GREEN BAY, Wis. (WFRV) – Do you remember the first time you played a sport as a child? That feeling when you got to try for the first time? Harry Boyce remembers the first time he played basketball. It was at the Salvation Army on Velp. From that magical moment onward, basketball has been his salvation and his dream. It’s the dream he’s trying to give other young athletes in Green Bay with this new recreational facility out in Hobart.

“We’ve grown like crazy. We started with one team, 2 teams, 7 teams, 10 teams and now we’re at 16 teams. Right? In four years, five years, so, we’ve grown really fast and we needed more space,” Boyce said.

Boyce started and owns Team 1848 Grassroots youth basketball program. He’s wanted to have a team and open up a gym since he was a little boy.

“It means a lot. As a young kid growing up on the east side, an intercity kid, played at Green Bay East, graduated from Green Bay East, it means a lot because not a lot of people expect us, intercity kids to to things like this. Right?,” Boyce said.
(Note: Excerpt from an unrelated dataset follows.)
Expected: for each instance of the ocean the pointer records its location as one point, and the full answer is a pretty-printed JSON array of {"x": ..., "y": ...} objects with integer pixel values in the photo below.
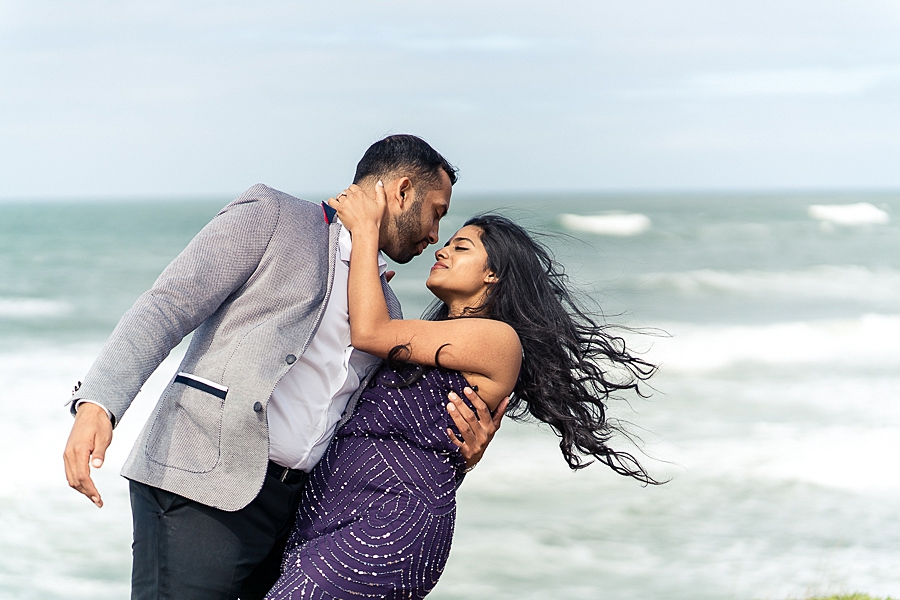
[{"x": 775, "y": 413}]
“And then to have a pretty successful career at the collegiate level and then go on and play ten years professionally and then come back and do exactly what you said you were going to do as a young kid one day. Build a gym, start a program, you know what I mean? And try to give the kids the same opportunity that you had, coming up. It’s everything and truly a dream come true. I don’t even know what to say half the time.”

His coaches aren’t surprised this is the path in life he’s taken.

“I think it’s just, another, the facility is just another way of keeping kids out of the streets,” Green Bay East faculty member Richard Sims says. ” I think Harry has that instilled in his heart. for kids to bring them out of that situation and give them something to look forward to.”

Green Bay East head coach Rick Rosinski says Harry always had the drive as a competitor and is now turning that drive into helping other young athletes succeed.

“Giving back to these kids and talking about life in general, because of the struggles that he faced early on, ” Rosinski said. “That’s a tremendous trait to develop over time. I give him all the credit in the world for wanting to do this. The love of basketball, yeah, but also making young men into men.”

Boyce credits his mother’s influence into why he turned into the young man that he did.

“My mom was phenomenal. That’s really the biggest part, when I look back, she supported me through all of these things and not every body has a mother or parent like I had or a support group like I had, “Boyce said.

A dream he’s had since he was a little boy… finally a reality.

“My hope for this place is that for people who might not have that support group, that mother like I had, those people behind me, pushing me, saying ‘When you’re done with high school, you gotta get out of here,’ for those people who don’t have that, I hope to be that, my staff hopes to be that and I hope this place can be that for them,” Boyce said.

The facility should be ready to open as early as late April, early May.